“İşte, Sevgili Vera, bana acımanıza gerek yok. Bunu size açıklıkla söylüyorum. Hiç gerek yok.”
“Benim size acımak gibi bir niyetim yok. Yoksa böyle bir şeye gereksinmeniz mi var?”
“Aptal değilim ben. O kadar değişmişsiniz ki. Tamamen farklı birisiniz.”
“Sadece dudaklarımı boyamaya başladım. Bendeki tek değişiklik bu.”
“Gördüm, yavrucuğum. Bu da birisi için değil mi? Ben koca bir ömür yaşadım, cancağızım. Kadınlar hiçbir şeyi öylesine yapmazlar. Sizin bunları beğenilmek isteğiyle yaptığınızı kastediyorum. Belki, siz de âşık olduğunuzun farkında değilsinizdir henüz. Belki tüm bunlar bilinçaltınızın etkisiyle oluyordur... Ben, ben çok yaşlanmışım, değil mi?”

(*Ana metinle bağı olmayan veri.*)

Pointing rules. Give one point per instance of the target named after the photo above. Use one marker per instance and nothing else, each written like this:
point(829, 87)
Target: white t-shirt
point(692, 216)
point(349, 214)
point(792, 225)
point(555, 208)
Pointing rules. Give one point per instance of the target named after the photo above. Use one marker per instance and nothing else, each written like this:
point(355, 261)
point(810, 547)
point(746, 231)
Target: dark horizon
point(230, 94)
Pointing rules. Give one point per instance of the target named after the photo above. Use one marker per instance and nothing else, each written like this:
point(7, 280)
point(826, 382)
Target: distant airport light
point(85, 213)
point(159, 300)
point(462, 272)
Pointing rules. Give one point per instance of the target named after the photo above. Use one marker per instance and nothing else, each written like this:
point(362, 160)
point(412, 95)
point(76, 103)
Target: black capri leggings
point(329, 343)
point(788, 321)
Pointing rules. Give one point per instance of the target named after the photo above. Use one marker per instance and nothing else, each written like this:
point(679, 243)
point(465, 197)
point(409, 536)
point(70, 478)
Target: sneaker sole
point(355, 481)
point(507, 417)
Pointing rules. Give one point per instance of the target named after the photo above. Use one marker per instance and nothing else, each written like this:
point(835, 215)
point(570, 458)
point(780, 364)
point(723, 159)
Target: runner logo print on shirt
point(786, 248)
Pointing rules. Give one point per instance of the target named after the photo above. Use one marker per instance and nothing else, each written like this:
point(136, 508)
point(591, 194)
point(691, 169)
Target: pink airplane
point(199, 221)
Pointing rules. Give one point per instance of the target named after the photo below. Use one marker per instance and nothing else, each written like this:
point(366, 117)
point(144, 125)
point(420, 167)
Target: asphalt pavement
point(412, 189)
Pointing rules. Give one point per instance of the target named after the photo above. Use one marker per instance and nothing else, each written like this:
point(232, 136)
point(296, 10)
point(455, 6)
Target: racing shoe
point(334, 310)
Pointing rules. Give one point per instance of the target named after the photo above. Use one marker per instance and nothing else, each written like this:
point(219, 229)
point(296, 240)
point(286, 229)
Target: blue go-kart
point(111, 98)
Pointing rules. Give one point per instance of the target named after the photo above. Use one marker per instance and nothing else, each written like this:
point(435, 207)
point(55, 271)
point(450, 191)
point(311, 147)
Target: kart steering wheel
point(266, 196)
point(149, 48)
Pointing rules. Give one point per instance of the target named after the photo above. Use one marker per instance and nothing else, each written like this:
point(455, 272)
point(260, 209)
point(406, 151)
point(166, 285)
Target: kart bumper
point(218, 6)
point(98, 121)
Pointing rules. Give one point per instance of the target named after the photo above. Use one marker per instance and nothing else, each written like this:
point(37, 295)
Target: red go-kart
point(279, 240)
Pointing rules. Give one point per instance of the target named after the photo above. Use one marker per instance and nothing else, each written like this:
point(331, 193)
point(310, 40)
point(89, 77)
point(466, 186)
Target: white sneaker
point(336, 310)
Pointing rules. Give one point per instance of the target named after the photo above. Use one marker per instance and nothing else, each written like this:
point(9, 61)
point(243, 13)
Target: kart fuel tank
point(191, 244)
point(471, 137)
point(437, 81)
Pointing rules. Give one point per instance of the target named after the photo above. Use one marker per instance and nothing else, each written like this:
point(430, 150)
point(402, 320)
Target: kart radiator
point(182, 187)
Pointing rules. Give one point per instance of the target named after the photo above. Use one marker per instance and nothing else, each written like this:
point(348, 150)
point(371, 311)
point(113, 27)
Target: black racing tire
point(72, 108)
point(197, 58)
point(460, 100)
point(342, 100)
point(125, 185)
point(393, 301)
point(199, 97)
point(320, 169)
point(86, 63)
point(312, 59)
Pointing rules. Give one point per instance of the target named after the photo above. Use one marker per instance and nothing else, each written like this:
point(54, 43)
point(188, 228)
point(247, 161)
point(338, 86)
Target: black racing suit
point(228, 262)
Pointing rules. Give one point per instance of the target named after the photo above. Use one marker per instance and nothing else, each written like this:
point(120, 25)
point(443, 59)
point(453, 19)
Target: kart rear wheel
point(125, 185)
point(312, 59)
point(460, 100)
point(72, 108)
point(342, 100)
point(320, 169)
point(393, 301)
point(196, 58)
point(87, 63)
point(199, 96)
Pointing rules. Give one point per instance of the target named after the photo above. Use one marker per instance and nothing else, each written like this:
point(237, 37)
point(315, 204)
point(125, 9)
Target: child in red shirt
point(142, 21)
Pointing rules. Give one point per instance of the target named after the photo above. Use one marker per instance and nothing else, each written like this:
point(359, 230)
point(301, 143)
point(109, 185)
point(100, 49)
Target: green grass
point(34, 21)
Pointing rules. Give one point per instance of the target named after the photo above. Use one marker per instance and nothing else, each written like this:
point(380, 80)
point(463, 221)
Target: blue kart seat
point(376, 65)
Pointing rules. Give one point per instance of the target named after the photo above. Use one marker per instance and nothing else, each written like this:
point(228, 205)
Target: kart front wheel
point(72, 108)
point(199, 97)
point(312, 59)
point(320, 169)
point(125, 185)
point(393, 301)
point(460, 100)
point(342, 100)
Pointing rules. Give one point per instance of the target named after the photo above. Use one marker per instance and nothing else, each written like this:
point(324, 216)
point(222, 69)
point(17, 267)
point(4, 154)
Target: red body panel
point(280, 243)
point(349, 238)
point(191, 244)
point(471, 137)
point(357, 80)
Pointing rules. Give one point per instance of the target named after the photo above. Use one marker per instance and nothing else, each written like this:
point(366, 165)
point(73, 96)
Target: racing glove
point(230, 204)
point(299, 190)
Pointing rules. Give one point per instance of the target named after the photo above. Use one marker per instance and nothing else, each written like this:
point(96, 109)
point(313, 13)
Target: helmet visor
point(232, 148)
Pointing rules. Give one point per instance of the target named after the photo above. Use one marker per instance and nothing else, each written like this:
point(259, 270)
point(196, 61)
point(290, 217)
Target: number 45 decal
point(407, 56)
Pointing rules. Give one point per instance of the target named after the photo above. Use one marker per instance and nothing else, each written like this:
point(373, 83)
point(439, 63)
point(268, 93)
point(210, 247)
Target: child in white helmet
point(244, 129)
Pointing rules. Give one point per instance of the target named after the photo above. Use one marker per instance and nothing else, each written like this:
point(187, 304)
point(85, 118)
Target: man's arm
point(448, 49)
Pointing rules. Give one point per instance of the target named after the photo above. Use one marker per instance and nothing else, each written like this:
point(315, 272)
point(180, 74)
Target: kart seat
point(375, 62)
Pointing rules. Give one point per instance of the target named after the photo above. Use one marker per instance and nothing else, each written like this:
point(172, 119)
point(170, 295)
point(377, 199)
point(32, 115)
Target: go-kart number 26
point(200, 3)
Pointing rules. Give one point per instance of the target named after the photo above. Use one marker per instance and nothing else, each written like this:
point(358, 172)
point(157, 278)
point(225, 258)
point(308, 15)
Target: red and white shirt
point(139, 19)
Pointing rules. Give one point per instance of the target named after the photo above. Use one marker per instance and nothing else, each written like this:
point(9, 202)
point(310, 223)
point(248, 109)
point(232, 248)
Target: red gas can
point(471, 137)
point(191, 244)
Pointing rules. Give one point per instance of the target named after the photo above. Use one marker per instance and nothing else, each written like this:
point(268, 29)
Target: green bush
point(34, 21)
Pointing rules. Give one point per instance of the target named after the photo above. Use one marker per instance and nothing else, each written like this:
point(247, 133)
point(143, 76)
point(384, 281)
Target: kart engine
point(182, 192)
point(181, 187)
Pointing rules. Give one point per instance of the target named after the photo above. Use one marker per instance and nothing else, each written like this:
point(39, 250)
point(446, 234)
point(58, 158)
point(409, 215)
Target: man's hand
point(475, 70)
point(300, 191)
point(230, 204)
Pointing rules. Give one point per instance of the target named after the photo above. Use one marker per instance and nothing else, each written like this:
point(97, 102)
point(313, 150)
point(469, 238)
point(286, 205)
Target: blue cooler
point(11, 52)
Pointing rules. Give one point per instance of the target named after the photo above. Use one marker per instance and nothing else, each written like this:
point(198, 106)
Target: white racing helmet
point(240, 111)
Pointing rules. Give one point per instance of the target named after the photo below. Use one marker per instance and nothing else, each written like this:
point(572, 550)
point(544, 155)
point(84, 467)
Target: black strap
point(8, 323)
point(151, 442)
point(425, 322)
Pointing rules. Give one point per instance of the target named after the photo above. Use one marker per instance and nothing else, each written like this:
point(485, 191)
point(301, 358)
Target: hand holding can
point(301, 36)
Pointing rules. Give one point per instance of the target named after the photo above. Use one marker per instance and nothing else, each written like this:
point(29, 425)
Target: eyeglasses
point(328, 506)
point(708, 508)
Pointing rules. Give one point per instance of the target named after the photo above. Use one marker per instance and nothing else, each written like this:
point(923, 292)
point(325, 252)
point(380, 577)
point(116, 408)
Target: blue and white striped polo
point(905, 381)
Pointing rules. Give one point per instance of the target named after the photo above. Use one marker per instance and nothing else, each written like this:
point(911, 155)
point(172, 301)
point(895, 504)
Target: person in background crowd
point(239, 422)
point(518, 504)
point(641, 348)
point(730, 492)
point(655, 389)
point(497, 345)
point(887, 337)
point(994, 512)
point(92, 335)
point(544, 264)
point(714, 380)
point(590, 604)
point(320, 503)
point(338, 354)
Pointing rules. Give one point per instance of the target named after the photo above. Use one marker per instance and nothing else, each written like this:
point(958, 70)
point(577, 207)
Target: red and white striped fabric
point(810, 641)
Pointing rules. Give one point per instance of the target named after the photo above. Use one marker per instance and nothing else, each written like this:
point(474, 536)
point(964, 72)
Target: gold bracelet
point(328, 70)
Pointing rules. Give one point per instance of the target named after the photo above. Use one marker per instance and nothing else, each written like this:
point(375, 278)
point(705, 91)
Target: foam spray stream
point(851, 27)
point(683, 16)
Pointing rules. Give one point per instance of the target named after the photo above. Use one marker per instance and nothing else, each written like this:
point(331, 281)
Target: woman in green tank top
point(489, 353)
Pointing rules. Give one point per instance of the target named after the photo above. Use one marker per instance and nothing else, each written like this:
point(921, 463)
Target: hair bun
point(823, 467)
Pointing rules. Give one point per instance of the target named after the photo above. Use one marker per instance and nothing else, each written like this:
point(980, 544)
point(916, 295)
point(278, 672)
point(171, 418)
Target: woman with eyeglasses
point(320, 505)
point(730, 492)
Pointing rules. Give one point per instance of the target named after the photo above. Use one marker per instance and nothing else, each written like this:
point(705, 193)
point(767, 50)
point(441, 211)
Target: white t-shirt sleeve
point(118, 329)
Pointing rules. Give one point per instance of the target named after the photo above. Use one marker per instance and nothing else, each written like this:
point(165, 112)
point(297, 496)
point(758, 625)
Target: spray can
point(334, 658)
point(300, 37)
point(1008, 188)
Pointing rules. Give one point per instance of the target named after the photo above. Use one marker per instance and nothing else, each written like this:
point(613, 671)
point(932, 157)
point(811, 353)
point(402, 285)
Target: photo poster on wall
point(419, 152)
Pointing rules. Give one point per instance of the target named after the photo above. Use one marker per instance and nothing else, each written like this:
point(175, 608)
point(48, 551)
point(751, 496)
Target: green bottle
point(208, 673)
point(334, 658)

“Neler diyorsunuz Nâzım, bu da ne demek şimdi? Bu karamsarlık nereden çıktı? Yolculuk sizi epey yormuş anlaşılan. Bekleyin, bir iki gün geçsin...”
“Ben sizin hastanızım, yavrucuğum. Başka bir şeyim yok.”
Ve telefonu kapattın.
Aman Tanrım, neler söylemiştin bana?! Yoksa rüya mı görüyordum? Konuşma yarıda kesilmişti? Neden?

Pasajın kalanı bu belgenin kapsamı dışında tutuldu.